« C’est horrible ! » : pourquoi la nouvelle vidéo de Valentino choque le public

Fashion faux-pas de l’année ? Lundi, la prestigieuse maison italienne a dévoilé son nouveau sac dans une vidéo. Or, la publicité a provoqué stupeur et colère auprès des passionné.e.s de mode. L’affaire remet dans le même temps en question tout un écosystème créatif, et ce, jusqu’en Suisse.

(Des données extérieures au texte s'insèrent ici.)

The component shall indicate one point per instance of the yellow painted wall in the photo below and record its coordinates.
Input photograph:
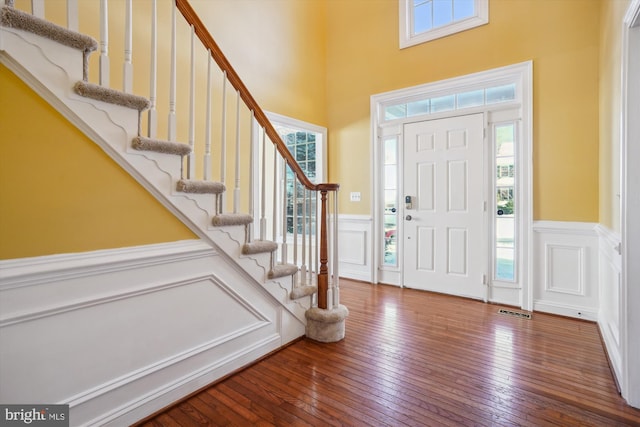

« Horrible », « cheap », « tellement décevant ». Sous la dernière publication de Valentino, les commentaires fusent, et ne sont pas tendres. La raison ? Lundi 1er décembre, la maison de luxe a révélé la campagne vidéo de son nouveau sac « DeVain », réalisée grâce à une intelligence artificielle (IA) par un « artiste multidisciplinaire » nommé Total Emotional Awareness. Résultat : un montage « surréaliste », décrit la maison, mêlant mannequins, logos Valentino et accessoire star dans un jeu de morphisme.
Avanlanche de critiques
Mais l’effet avant-gardiste escompté par la prestigieuse maison italienne n’a pas pris. Sur les réseaux sociaux, les amateurs de mode ont oscillé entre incompréhension et consternation face à une réalisation jugée « dérangeante » : « Traitez-moi de rabat-joie, mais ça fait bas de gamme et ça ne colle pas à l’image de la marque », tacle l’un. « L’IA ne rivalisera jamais avec le luxe et l’artisanat », déplore un autre. « Je ne pensais pas voir des pubs générées par IA venant de Valentino dans mon feed », s’étonne un troisième. Dans cette avalanche de critiques, un sentiment est largement revenu : celui d’une communication considérée comme « bâclée » par une maison pourtant réputée pour son raffinement. « Quand on paie vos prix, on s’attend à mieux », assène un commentaire massivement liké.
Quand on paie vos prix, on s’attend à mieux.

Pour Rebecca Swift, vice-présidente de la création chez Getty Images, rien d’étonnant à cette levée de boucliers : beaucoup perçoivent encore le contenu généré par IA comme moins qualitatif que les œuvres humaines, explique-t-elle à la BBC. Anne-Liese Prem, responsable des études culturelles et des tendances chez Loop, y voit même le symptôme d’un malaise plus profond : « Le problème n’est pas la technologie, mais ce qu’elle semble remplacer. […] Quand l’IA s’invite dans l’identité visuelle d’une marque, le public craint qu’elle sacrifie l’esthétique au profit de l’efficacité. »
Le problème n’est pas la technologie, mais ce qu’elle semble remplacer.
Des inquiétudes au regard de nombreuses autres marques
L’affaire Valentino n’est pas un cas isolé. Quelques mois plus tôt, Guess a été mis en cause quand un de ses visuels publicitaires dans Vogue présentait un mannequin entièrement généré par IA – un choix dénoncé comme « déshumanisant », rapportait The Independant. De même, H&M a dernièrement révélé qu’il comptait lancer des clones numériques de ses mannequins pour ses campagnes, une décision qui avait suscité des inquiétudes sur les réseaux – beaucoup y voyant un pas de plus vers l’uniformisation et la perte d’authenticité.
En Suisse aussi, le débat est loin d’être abstrait : l’essor de l’IA inquiète nombre de créateurs – photographes, illustrateurs, artistes – qui craignent pour leurs droits et la valeur de leur travail. Chez ELLE Suisse, alors que Meta introduisait début d’année son nouvel outil d’intelligence artificielle basée sur les photos – et donc créations – de ses utilisateurs, nombre de designers tels que Jacqueline Loekito craignaient que l’IA générative risque de « cacher le travail de talentueux créateurs helvétiques » selon eux déjà trop peu visibles sur la scène internationale.
L’IA va invisibiliser le travail de talentueux créateurs helvétiques alors qu’il y a déjà très peu de soutien interne en Suisse permettant d’accroître leur visibilité.